Well I will both agree & disagree with Dave, just to confuse everyone even more.
Yes, the side walls are too thin
Yes the rocker cover is difficult to keep sealed unless you go to the effort of changing the $ 4.00 gasket every time and do it up with a tension wrench.
And yes the old side valve engines were easier to do routine servicing on, till you had to do something like adjust valve lash on.
However comparing the old side bangers to modern OHV engines is totally irrevelant as they were much better built, in fact substaintally over engineered and were 10 times the price / Hp of modern engines ( adjusted for inflation )
The 8Hp on my 1966 Rover Rancher II cost $ 600 Aus when new, in 1966 the average weekly take home male pay including overtime & bonuses was $ 85 so there was good profit in making them.
We all convienentally forget about this about this when making comparisons and keep thinking a 1966 $ is the same as as 2015 $
So a real comparison would be between it and an 8Hp engine in the $ 3000 + range which of course is not the Courage series.
Otoh, the bucket dedign is a pleasure to work on, you can do full internal surgery with the engine in place in the mower so there is 2 hours saved over anything other than the new Hondas with the diagonal closure.
You can get at all cowel bolts easily, without having to hang off the rafters or remove fuel tanks to get at the back 2 horizontal bolts found on just about everything else with a gravity tank, so two minutes for any Courage / Command as compared to 15 + minutes for a lot of Inteks ( mower dependant )
The hang down oil filters are easy to change cleanly without having 50 little different catch pans to slip under the horizontal oil filter and still spend 10 minutes of uncharagable time cleaning up the spilt oil and another 10 extra minutes trying to undo an oil filter that only has 5 degrees of accessable rotation to work with .

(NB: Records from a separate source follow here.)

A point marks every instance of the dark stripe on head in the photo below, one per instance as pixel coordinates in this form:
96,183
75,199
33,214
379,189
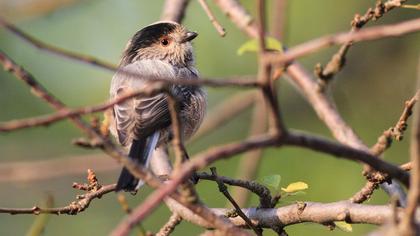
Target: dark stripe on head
148,36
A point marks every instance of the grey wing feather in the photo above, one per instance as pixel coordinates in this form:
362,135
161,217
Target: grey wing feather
141,116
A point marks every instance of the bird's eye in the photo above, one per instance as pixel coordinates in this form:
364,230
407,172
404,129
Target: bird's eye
164,42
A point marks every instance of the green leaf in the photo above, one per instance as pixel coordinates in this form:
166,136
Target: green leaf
252,45
272,181
295,187
344,226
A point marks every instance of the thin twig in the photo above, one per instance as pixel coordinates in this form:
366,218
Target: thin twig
372,33
408,224
169,227
252,186
56,50
250,162
213,19
384,142
223,189
72,209
338,59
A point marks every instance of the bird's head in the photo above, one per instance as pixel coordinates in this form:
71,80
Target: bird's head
166,41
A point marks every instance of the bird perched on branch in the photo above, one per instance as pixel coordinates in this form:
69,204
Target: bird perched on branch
142,124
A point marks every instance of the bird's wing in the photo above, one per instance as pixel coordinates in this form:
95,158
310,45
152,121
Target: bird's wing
140,116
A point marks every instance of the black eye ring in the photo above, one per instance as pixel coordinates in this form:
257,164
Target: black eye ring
164,42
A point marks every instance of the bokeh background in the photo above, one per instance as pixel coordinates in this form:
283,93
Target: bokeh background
369,92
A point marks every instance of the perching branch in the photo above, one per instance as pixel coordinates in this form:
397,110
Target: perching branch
223,189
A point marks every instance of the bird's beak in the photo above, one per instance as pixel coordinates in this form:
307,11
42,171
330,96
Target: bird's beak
189,36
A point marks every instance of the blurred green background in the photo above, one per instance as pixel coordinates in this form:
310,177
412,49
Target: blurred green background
369,92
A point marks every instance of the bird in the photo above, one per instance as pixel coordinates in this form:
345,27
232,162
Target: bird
162,50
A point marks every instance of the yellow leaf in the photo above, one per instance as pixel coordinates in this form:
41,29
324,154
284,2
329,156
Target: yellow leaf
344,226
294,187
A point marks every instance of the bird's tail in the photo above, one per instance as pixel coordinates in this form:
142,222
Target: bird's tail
141,152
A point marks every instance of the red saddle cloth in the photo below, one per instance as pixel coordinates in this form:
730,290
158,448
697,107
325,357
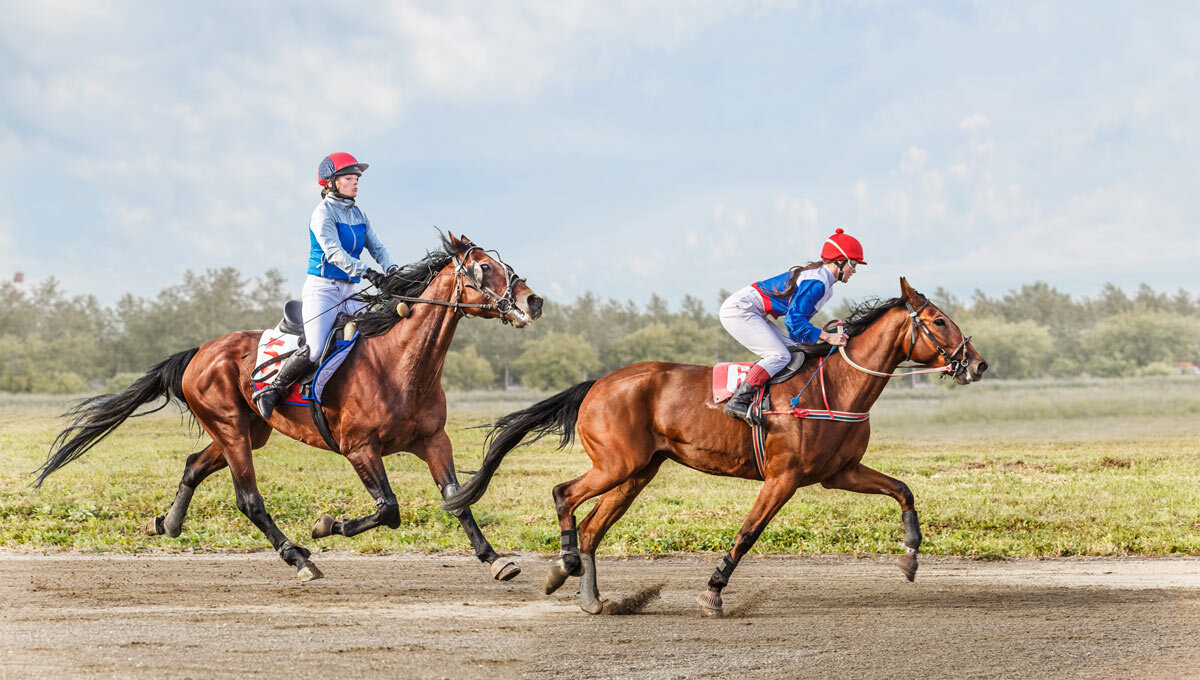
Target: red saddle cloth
727,377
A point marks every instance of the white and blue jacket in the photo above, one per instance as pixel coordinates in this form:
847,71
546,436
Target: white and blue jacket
814,288
337,233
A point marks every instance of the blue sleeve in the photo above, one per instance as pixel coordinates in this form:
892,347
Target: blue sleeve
375,246
324,228
802,308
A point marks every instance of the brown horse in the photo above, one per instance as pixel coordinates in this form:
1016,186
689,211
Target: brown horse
387,398
633,420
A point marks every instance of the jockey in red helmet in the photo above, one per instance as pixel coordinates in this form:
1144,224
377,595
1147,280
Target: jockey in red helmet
797,295
337,233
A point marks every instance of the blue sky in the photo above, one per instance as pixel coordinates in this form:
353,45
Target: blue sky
622,148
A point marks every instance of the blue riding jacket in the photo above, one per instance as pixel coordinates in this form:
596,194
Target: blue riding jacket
814,288
337,233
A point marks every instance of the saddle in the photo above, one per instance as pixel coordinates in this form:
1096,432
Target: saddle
727,375
288,338
293,324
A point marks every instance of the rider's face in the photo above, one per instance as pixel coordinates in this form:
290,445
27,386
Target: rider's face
347,185
847,270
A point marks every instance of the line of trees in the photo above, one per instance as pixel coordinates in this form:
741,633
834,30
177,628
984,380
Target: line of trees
52,342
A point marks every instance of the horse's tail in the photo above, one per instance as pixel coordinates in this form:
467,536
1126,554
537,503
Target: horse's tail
95,417
556,414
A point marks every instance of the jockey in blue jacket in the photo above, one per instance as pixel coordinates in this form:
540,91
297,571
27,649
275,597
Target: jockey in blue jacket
797,295
337,233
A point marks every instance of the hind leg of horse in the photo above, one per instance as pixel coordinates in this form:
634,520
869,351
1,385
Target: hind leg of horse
611,507
438,455
774,493
250,503
861,479
198,468
199,465
369,464
568,495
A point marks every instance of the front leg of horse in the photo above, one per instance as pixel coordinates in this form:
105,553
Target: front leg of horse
775,492
438,455
861,479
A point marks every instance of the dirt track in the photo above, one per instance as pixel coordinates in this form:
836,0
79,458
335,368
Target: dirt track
438,617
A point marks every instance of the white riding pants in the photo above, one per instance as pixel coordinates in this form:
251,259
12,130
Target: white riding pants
745,318
323,299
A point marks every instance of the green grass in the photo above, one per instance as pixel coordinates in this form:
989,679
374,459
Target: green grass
999,469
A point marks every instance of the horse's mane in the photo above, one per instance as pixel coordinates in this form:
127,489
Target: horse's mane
867,312
409,281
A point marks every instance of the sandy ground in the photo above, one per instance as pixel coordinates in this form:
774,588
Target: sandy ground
233,615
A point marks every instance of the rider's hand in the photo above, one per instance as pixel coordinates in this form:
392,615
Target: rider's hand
375,277
837,340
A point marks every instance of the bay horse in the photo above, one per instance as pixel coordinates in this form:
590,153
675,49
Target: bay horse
388,397
634,419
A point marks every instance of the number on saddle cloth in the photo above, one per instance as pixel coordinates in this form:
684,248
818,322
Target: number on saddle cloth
277,344
729,375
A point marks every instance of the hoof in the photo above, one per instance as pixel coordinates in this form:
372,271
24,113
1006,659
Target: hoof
504,570
309,572
154,527
711,605
557,577
324,527
907,564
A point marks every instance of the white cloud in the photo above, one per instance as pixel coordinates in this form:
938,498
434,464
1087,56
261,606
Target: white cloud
913,158
801,217
469,49
975,122
1116,226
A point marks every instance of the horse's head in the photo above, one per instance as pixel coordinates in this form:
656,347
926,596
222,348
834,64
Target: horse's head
935,340
490,288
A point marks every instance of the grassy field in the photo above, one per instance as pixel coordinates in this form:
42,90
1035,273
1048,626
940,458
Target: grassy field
999,469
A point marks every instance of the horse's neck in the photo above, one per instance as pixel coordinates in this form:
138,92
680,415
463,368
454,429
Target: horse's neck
877,348
417,347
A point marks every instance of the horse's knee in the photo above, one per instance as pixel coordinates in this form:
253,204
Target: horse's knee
559,495
449,491
389,512
250,504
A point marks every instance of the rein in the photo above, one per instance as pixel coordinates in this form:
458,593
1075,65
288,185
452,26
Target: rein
503,304
953,367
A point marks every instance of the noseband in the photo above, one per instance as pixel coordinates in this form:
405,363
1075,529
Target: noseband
504,302
957,367
472,278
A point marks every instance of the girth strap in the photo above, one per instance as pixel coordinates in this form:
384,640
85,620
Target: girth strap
318,419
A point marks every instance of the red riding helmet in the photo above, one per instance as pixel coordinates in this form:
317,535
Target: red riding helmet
843,246
339,164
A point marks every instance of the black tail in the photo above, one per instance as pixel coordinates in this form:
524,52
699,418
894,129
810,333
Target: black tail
94,419
556,414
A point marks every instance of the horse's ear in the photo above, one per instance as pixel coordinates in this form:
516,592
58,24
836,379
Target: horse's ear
909,293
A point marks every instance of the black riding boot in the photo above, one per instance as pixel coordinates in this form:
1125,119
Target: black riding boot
741,402
294,368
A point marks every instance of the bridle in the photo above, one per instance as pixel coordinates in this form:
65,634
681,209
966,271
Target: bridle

Both Courage & Inteks seem to have the same occurance of internal failures so there is not much difference there except the Courage is easier to work on.
Both the Courage & Command have exactly the same design and the Command, with a higher quality & lower weight crank never has a bolt loosening problem so I would assume Kohler designed the Command, then found they needed a lot cheaper engine because owners were too cheap to pay for good quality engines so swapped out a few expensive items to make the Courage.